Deep water and cold water corals are less studied than the tropical reefs but don’t have the same reliance on light and dinoflagellates as their counterparts. They may exist near the surface but can go down as deep as two kilometres below sea level, in the permanently dark abyss where water temperature stays at 4°C because that’s the densest water gets – the bottom of any deep body of water will always be at that temperature unless there’s a heat source. The British reef is referred to as the Darwin Mounds, and is located east of the Rockall Trough and slightly southwest of the Faroe-Shetland channel, covering about 100 km2. This is made largely of Lophelia, a very common deep water Atlantic coral:
Deep water reefs are not just sparse, cold ecosystems. The coral is, unexpectedly for the scientists, growing on sand rather than rock and the reef is also home to Syringammina fragilissima, a twenty centimetre long unicellular organism:
There are also various echinoderms and fish, including the Orange Roughy:
British corals are also found in shallower waters.

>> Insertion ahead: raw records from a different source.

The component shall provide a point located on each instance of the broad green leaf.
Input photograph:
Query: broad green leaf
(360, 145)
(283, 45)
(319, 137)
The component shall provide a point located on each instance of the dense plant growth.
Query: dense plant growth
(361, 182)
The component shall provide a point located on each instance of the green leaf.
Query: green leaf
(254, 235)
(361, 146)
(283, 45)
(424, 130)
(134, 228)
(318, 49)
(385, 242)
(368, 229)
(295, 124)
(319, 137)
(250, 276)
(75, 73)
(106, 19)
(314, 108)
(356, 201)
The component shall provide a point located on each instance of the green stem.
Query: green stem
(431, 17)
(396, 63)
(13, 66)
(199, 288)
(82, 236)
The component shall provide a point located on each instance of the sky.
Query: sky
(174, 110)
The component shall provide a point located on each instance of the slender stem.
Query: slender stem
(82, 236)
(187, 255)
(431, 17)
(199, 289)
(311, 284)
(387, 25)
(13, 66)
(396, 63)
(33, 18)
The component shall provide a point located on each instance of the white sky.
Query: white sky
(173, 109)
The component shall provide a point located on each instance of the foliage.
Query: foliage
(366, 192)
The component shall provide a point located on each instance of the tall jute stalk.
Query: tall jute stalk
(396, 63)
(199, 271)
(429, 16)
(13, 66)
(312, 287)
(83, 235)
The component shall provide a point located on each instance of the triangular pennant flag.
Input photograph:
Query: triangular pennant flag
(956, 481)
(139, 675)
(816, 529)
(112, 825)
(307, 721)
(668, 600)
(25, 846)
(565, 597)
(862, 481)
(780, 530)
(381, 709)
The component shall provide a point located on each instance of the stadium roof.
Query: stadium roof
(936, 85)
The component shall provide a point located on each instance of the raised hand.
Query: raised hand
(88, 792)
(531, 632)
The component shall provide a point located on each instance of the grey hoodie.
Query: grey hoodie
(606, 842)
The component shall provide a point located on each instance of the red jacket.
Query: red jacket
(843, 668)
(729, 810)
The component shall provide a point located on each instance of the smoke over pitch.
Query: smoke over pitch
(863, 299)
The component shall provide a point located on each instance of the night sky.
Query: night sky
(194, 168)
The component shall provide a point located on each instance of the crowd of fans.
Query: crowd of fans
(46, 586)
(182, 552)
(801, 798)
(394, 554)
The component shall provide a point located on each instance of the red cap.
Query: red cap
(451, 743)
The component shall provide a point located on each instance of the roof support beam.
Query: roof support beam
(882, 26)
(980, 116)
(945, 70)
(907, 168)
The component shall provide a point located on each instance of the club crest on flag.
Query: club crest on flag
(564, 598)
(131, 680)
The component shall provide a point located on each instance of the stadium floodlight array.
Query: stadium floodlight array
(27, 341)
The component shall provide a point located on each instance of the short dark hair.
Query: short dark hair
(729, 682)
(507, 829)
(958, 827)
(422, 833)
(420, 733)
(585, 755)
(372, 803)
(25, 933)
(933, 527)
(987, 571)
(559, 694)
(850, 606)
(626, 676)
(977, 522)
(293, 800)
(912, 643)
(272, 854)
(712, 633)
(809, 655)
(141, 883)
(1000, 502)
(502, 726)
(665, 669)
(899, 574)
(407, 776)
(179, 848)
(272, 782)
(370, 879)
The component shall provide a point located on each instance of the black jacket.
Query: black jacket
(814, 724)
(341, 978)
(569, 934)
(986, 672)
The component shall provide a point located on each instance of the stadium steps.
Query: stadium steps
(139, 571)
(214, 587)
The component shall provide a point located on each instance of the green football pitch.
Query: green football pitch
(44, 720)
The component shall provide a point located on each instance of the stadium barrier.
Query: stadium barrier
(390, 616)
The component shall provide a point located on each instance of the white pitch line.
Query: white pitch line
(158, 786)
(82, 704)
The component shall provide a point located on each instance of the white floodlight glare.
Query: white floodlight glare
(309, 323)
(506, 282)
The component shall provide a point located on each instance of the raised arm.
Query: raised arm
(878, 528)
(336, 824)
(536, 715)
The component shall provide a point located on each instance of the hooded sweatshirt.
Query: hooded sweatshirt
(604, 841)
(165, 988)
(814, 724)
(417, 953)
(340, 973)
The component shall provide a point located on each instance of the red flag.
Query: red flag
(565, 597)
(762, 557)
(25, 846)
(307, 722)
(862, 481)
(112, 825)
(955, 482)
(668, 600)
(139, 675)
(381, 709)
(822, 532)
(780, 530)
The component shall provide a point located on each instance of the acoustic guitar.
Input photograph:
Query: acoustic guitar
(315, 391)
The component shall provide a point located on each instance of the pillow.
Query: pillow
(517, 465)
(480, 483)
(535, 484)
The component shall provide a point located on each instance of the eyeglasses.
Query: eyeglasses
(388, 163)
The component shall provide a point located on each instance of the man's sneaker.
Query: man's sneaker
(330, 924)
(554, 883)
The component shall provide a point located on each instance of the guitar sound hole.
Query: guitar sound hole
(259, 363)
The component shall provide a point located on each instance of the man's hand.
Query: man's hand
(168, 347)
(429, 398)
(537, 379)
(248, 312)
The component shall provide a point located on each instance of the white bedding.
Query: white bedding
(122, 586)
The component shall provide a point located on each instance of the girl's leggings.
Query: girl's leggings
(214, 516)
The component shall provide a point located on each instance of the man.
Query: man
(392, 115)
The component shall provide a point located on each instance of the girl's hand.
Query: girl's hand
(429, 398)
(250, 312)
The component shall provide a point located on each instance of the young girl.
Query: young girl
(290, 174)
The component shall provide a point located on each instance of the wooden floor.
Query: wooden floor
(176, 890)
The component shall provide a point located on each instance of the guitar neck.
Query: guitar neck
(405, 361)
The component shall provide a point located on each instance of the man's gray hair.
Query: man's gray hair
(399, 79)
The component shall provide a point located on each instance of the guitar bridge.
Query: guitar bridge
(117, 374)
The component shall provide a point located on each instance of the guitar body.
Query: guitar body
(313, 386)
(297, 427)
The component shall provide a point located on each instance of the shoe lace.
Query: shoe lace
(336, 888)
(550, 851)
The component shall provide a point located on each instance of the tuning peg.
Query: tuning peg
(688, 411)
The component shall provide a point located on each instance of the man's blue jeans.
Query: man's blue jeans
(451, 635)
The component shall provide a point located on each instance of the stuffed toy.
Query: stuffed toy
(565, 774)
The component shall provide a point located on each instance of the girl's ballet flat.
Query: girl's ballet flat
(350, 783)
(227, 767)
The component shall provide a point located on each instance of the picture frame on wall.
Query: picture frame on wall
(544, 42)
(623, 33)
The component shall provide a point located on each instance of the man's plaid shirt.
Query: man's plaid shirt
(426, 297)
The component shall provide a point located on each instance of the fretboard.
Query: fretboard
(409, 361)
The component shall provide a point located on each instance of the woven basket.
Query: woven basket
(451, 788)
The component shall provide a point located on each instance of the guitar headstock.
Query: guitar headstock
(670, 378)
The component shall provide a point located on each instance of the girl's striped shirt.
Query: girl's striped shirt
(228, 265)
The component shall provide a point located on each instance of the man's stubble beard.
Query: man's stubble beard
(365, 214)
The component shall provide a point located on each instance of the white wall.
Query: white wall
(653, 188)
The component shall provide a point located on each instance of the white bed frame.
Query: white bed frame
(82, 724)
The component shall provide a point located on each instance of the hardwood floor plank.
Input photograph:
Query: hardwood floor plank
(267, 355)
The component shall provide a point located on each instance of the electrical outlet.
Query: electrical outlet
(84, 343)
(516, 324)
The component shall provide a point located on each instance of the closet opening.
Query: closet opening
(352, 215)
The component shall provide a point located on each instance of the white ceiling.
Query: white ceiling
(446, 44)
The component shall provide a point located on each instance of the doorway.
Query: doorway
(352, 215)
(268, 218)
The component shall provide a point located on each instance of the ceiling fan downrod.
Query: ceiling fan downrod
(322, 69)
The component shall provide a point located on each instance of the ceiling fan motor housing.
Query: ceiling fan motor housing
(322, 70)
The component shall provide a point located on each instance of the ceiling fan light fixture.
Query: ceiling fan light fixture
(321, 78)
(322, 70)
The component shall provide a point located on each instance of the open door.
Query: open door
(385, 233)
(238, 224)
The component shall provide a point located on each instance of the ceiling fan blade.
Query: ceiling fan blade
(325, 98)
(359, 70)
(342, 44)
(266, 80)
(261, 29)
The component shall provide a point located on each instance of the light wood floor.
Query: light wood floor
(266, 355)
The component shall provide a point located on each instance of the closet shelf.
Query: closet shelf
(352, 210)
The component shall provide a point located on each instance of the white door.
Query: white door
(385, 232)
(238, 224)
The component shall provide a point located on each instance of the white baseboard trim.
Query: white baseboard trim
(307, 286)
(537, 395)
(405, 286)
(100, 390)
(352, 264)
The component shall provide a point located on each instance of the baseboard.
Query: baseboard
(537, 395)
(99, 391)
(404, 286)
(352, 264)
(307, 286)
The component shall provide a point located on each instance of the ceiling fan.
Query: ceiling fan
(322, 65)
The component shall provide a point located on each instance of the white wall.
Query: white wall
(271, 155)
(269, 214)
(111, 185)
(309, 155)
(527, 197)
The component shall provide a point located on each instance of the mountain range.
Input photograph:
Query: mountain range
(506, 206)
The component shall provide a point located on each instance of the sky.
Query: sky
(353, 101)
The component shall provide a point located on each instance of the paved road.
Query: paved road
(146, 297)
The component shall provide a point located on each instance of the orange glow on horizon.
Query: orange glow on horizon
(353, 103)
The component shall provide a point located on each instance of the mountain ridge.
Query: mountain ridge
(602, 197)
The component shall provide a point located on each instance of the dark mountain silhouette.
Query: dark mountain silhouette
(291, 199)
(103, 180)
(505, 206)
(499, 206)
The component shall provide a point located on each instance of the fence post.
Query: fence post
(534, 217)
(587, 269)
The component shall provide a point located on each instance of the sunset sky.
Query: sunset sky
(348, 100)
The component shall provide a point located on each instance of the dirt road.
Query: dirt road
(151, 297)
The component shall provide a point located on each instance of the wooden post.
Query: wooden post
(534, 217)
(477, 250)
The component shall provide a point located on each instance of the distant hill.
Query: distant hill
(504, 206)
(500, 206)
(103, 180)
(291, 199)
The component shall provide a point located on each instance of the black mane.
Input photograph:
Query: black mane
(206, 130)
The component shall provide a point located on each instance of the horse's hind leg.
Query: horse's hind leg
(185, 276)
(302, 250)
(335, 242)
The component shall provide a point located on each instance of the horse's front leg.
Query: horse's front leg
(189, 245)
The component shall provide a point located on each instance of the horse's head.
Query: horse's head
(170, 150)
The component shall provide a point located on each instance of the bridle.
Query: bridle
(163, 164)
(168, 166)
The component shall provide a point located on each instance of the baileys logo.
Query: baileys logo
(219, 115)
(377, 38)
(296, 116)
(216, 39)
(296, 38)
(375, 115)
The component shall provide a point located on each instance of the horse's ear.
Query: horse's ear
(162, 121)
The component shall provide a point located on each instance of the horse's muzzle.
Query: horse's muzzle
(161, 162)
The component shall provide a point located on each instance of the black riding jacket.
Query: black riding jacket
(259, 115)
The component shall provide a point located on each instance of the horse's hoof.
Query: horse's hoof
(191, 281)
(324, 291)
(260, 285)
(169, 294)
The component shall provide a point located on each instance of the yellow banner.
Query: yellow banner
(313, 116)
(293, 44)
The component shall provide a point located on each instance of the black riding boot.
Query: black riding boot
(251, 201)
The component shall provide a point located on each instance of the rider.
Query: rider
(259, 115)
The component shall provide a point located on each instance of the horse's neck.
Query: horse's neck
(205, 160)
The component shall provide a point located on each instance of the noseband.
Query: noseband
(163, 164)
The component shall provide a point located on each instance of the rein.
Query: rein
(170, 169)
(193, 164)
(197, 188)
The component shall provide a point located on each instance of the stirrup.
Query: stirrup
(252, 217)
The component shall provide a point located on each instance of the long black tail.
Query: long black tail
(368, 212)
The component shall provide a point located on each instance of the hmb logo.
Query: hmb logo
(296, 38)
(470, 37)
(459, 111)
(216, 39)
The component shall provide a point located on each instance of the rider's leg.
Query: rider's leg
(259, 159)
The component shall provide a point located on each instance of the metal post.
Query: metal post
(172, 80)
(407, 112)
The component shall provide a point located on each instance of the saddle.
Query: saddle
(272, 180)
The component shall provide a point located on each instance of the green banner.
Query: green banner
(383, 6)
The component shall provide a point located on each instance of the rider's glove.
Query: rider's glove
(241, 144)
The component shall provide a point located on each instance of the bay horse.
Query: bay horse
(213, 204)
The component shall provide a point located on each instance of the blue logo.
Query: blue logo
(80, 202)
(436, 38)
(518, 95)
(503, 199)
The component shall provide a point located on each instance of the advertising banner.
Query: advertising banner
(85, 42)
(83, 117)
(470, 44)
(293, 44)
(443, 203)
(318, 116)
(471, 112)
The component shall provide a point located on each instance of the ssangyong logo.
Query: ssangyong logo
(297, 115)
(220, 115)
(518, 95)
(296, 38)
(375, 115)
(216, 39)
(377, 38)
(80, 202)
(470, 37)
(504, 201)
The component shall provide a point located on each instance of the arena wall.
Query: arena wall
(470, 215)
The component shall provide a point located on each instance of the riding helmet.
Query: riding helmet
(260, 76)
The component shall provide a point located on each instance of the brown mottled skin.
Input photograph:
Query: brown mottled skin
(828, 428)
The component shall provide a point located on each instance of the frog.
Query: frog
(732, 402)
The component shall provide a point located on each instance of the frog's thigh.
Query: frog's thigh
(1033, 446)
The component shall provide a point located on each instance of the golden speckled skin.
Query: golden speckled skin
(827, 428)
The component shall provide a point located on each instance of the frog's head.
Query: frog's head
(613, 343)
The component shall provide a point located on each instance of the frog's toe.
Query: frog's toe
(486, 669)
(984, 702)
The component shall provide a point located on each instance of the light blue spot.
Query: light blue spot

A particularly creepy one is Alcyonium digitatum, the Dead Man’s (sic) Fingers, a soft coral which looks like what it’s called when washed up on beaches but is a lot prettier when it’s alive:

Eunicella, the Sea Fan, is another, found in the Channel:
There’s also the Devonshire Cup Coral:
This is a true madreporarian coral like the ones who form tropical shallow water reefs, but since this species has no zooxanthellæ they can survive in deep water.
Scleractina are the reef-forming corals, and have been around since the Triassic, but there were other kinds who were common before them.
Rugose corals, one of whom I used to have, were common for most of the Palæozoic. These were of fourfold symmetry and are also known as “horn corals”, and also formed reefs. Living at the same time were the tabulate corals, which unlike the rugosa were always colonial:

These reefs were also pretty biodiverse, with plenty of trilobites, crinoids, orthocerid cephalopods and brachiopods.
Finally, there is a coral reef in muddy water at the mouth of the Amazon, although this is still in sea water, though perhaps less saline than most of the ocean. It has an area of almost 10 000 square kilometres and was discovered in the 2010s during exploration for oil drilling. It isn’t as diverse as many shallow sea tropical reefs and is already under threat.
There are a few subjects I haven’t touched upon here, such as the how the famous white sandy beaches of coral islands are made of parrot fish excrement from ground coral, the different zones of coral reefs and the different types, and my personal quandary about the origin of the white sandy beaches of Na h-Eileanan an Iar, but I think that’ll do for now.